The Millennial approach to sobriety
In a society that constantly promotes wellbeing, mindfulness and trendy health foods Millennials are pressured to maintain a nutritious and healthy diet. Giving up alcohol is simply an extension of clean eating.
Millennials are less inclined to socialise in bars or attend house parties thanks to the ease in which they can now communicate in group chats, predominantly via their smartphones. This saves time and money, hence reducing social drinking as conversation is initiated through text, also allowing for multi-tasking, which is vital for active Millennials.
As a career-focused generation, Millennials follow the motto “Work Hard, Play Later.” Keen to progress in the workplace and make good impressions, they spend more time prepping for work than lingering for last orders.

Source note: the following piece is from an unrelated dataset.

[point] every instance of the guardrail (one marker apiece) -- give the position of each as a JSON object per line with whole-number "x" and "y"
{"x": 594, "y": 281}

Social media influencing decisions
Millennials are permanently active on social media, forever updating their peers on their current activities, often through photo-sharing apps like Snapchat and Instagram. Healthy living is an intrinsic part of their identity, and Millennials waste no time authenticating this sober lifestyle through their social identities. Ranging from tasteful granola bowls and super smoothies to new sports apparel and a map of their 10-kilometre run, tracked using their fitness app.
According to a report by Heineken, self-awareness and staying in control are the main incentives for Millennials consuming less alcohol on nights out. The impact that a drunk photo could have on their carefully constructed online identities is enough of a reason to remain sober.